Fast-growing Airdrie and Cochrane now have a dedicated district, which has bumped Banff and Canmore into the Yellowhead district. That sprawling, mountainous district now stretches from north of Grande Cache to southwest of Calgary, scooping up Rocky Mountain House and Carstairs on the way.

The city of St. Albert, which used to share a district with northwest Edmonton, will join Morinville, Gibbons and Alberta Beach in a new St. Albert-Sturgeon River district, which also unites several Francophone communities.

Stony Plain and Spruce Grove will be in the new Parkland district, which includes Drayton Valley and other areas west.

The commission had initially proposed divvying up the “doughnut” communities surrounding Edmonton differently, which sat poorly with civic leaders from those bedroom communities.

The initial proposal was to group Sherwood Park and Beaumont into one district, Leduc, Spruce Grove and Calmar into another, and add Fort Saskatchewan to the Lakeland district that stretches east to the Saskatchewan border.

Beaumont Mayor Bill Daneluik said that would have fragmented Beaumont from Leduc and Leduc County, with which Beaumont shares service agreements for firefighting, recreation facilities and libraries. Hundreds of Beaumont residents work at the airport, which would have been represented by a different MP, he said.

“We feel very strongly that this area has a very strong economic corridor, agriculturally and culturally, that needs to be preserved within a federal riding,” he said.

A drone view taken in May shows neighbourhoods, lakes and recreational paths in a suburban neighbourhood.
The town of Beaumont, which is southeast of Edmonton, will stay in a federal riding with Leduc and Wetaskiwin, according to a boundaries commission final report. (David Bajer/CBC)

Daneluik said he was glad commissioners heard their concerns and made adjustments.

“They really showed how democracy is supposed to work,” he said. “It was not a predetermined result.” 

A change of fortune

How could redistributed boundaries affect who Albertans send to Ottawa? In a province where 30 of the 34 MPs are Conservative, possibly not much, Bratt says.

However, the modifications that create exclusively urban or rural districts could have some bearing, he said, as city dwellers are more prone to vote for progressive candidates, and rural people, for conservatives.

Among the MPs who unsuccessfully argued for boundary tweaks was Calgary’s lone Liberal representative, George Chahal, who was elected in the northeast Skyview district.

A new district named Calgary McKnight will make up much of what is now Skyview, while the district bearing that name will extend further north and west.

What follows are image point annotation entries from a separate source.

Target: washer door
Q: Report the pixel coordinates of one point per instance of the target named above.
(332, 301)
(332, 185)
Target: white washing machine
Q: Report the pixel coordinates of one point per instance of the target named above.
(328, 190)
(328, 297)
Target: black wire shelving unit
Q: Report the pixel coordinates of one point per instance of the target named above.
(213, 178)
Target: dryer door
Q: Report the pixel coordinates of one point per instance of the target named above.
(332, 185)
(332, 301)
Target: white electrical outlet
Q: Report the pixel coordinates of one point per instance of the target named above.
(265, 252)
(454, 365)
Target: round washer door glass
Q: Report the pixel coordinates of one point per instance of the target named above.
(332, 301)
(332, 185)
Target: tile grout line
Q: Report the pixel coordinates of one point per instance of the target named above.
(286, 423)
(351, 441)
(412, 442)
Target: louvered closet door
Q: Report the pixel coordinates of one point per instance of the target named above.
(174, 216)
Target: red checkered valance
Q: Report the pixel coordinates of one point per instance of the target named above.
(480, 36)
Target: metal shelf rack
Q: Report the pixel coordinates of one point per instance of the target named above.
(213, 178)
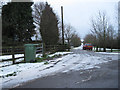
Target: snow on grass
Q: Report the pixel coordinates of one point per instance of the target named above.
(17, 74)
(108, 52)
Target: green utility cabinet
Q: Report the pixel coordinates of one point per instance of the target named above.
(30, 52)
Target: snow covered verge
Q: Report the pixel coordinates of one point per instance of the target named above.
(15, 75)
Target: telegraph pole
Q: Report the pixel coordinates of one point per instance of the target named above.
(62, 25)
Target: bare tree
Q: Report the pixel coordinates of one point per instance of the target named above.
(110, 36)
(68, 32)
(99, 28)
(37, 12)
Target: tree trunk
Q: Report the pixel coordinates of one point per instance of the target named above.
(96, 48)
(13, 54)
(43, 49)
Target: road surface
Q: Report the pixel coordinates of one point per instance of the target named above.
(104, 77)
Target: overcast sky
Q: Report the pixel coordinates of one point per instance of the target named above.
(79, 12)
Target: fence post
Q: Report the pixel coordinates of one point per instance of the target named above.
(13, 54)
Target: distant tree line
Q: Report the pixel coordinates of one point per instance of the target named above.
(19, 20)
(103, 34)
(50, 28)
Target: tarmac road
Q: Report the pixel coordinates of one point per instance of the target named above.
(104, 77)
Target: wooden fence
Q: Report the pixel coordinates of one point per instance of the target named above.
(21, 50)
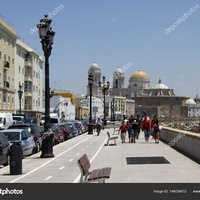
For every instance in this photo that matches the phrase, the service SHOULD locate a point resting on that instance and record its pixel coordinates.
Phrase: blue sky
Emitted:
(113, 34)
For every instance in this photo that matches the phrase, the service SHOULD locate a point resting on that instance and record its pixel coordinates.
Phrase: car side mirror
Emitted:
(24, 138)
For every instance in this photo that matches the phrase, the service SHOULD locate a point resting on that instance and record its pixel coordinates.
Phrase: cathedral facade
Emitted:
(157, 100)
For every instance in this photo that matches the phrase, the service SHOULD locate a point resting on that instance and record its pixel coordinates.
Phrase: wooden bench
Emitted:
(96, 175)
(111, 137)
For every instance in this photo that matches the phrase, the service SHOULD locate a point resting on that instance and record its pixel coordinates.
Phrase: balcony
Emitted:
(28, 107)
(6, 84)
(28, 63)
(27, 92)
(6, 65)
(28, 77)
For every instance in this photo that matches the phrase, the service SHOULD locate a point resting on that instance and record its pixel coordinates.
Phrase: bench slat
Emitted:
(84, 163)
(98, 175)
(102, 173)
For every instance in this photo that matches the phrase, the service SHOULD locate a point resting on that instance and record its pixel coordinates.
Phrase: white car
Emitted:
(23, 137)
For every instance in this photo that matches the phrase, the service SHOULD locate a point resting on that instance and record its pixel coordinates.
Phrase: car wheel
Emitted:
(37, 148)
(7, 162)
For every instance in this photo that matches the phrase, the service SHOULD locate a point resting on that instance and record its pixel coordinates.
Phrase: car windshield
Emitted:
(22, 127)
(53, 121)
(12, 136)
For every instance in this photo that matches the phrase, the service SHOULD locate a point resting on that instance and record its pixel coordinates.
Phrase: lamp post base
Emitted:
(47, 146)
(90, 128)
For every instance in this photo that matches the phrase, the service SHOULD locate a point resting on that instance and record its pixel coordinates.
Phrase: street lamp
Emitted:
(104, 86)
(46, 35)
(20, 92)
(90, 83)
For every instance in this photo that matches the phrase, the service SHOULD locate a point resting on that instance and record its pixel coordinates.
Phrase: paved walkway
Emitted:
(179, 169)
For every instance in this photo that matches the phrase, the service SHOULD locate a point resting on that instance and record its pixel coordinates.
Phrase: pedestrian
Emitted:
(134, 126)
(146, 127)
(155, 127)
(122, 130)
(129, 127)
(139, 126)
(98, 125)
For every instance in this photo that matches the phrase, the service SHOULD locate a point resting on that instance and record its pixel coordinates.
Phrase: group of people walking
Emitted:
(135, 124)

Chahal declined an interview request. A spokesperson said if an election were held with the new boundaries, Chahal would run in McKnight.

Although MPs raised concerns during the review process, they’re more tight-lipped about the boundary changes now.

A Liberal Party of Canada spokesperson said no one was available for an interview.

The Conservative Party of Canada did not reply to messages, and several MPs’ assistants said they were unavailable.

The federal NDP didn’t respond to CBC requests for an interview, either.

Green Party deputy leader
Jonathan Pedneault, deputy leader of the Green Party of Canada, says adopting proportional representation would allow Canadians to feel more represented in the House of Commons. (Submitted by Green Party of Canada)

Jonathan Pedneault, deputy leader of the Green Party of Canada, said he’s “delighted” to see Alberta’s seat count expand as the province’s population does. He was unsure how it would affect the party’s fortunes in Alberta.

The Liberal government could improve representation by following through on its electoral reform promise and dispensing with the “first-past-the-post” system, Pedneault said.

“We think this is crucial to preserving not only our democratic institutions in a time of growing cynicism and disinterest toward politics, but also to ensure that every community in this country feels properly represented in Ottawa,” he said.

Cabinet is expected to proclaim the new boundary descriptions early this fall. They take effect after Parliament next dissolves, at least seven months after that proclamation.